The root cause, in one paragraph
The Node.js process that runs the whole website has one thread for JavaScript. Every request — homepage, sign-in, pricing, master-data — shares that single thread. When a PWA client opens and starts pulling master data, it fires 16 endpoints in sequence, paginated. Each call runs through Payload's ORM, which holds the thread for hundreds of milliseconds to several seconds while it joins relations, runs hooks, and shapes the response. While the thread is busy with that work, every other request — including the landing page — sits waiting in a queue. If a request waits longer than Azure's gateway timeout, the user sees a 500.
Proof — one PWA is enough to break the homepage
Tested over real HTTP against a production build (pnpm build && pnpm start). One PWA client doing a real sync; meanwhile, a probe hits the homepage repeatedly.
| Condition | Homepage avg | Homepage peak |
| Idle (no PWA load) | 11 ms | 16 ms |
| 1 PWA syncing | 2 160 ms | 4 939 ms |
| 2 PWAs syncing in parallel | 4 059 ms | 11 892 ms |
Sign-in and pricing degrade the same way — they all share the same thread. With two PWAs syncing, the homepage took almost 12 seconds to respond. Anything over Azure's gateway timeout becomes a 5xx.
What it is NOT
- Not a memory leak. Heap stays flat.
- Not slow queries. The same data via direct database queries returns in 100–200 ms. The bottleneck is the ORM above the database, not the database itself.
- Not Azure-specific.
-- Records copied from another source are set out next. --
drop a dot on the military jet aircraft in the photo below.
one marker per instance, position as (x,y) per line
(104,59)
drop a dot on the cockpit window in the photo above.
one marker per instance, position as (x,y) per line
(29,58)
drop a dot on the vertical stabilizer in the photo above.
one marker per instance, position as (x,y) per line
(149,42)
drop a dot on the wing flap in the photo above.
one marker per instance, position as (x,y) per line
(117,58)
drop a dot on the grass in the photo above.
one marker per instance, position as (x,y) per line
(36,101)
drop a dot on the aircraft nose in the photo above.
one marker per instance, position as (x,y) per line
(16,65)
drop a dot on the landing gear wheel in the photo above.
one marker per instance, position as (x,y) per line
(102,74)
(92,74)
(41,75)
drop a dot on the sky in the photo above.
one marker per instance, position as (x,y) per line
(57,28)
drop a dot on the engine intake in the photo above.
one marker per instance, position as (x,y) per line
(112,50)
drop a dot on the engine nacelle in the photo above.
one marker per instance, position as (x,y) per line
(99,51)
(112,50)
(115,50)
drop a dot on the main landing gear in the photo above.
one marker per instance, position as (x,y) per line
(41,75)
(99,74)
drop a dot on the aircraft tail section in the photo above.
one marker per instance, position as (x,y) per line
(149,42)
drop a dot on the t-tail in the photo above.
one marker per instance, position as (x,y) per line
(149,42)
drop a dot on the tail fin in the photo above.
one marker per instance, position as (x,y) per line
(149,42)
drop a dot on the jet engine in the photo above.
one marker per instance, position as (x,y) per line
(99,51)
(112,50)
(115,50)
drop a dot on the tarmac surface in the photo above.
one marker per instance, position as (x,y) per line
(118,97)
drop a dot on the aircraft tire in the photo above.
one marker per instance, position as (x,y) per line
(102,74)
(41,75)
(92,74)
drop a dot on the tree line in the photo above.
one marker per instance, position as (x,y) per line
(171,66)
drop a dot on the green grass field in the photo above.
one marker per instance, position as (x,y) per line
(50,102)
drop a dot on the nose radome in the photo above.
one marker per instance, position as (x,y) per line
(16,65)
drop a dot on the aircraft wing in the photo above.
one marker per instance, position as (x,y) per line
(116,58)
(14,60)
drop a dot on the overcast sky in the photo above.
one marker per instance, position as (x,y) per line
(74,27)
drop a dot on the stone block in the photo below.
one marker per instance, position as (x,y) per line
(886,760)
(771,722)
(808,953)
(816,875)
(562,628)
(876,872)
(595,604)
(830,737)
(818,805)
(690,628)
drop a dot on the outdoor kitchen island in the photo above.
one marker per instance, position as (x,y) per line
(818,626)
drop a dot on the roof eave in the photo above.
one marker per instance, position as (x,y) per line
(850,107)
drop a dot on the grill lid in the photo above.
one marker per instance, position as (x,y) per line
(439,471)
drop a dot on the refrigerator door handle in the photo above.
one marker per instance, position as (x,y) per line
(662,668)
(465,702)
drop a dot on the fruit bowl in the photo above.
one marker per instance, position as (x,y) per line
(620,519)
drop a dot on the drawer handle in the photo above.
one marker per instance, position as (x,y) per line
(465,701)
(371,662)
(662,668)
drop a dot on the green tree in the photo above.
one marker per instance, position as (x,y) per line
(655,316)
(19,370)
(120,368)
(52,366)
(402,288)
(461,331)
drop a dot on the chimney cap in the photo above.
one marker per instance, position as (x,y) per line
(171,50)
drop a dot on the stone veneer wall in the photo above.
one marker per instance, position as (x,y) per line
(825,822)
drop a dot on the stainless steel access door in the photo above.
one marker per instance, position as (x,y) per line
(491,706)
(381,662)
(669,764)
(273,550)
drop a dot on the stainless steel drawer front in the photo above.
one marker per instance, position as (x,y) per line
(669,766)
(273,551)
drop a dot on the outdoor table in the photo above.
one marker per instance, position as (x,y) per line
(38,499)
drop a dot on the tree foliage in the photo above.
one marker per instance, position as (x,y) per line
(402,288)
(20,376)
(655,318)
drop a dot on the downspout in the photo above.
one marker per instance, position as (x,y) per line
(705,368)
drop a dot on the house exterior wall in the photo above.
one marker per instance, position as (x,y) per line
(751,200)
Reproduced on localhost.
The fix
Replace the 16 paginated master-data endpoints with one cached bundle endpoint that returns everything in a single response, using direct database queries (no ORM in the hot path) and an in-memory cache invalidated by Payload hooks when admins edit data.
Net effect: instead of holding the Node thread for tens of seconds per PWA login, master-data work collapses to one short request — or a cache hit. The landing page stays responsive.
Already implemented on branch feature/master-data-bundle.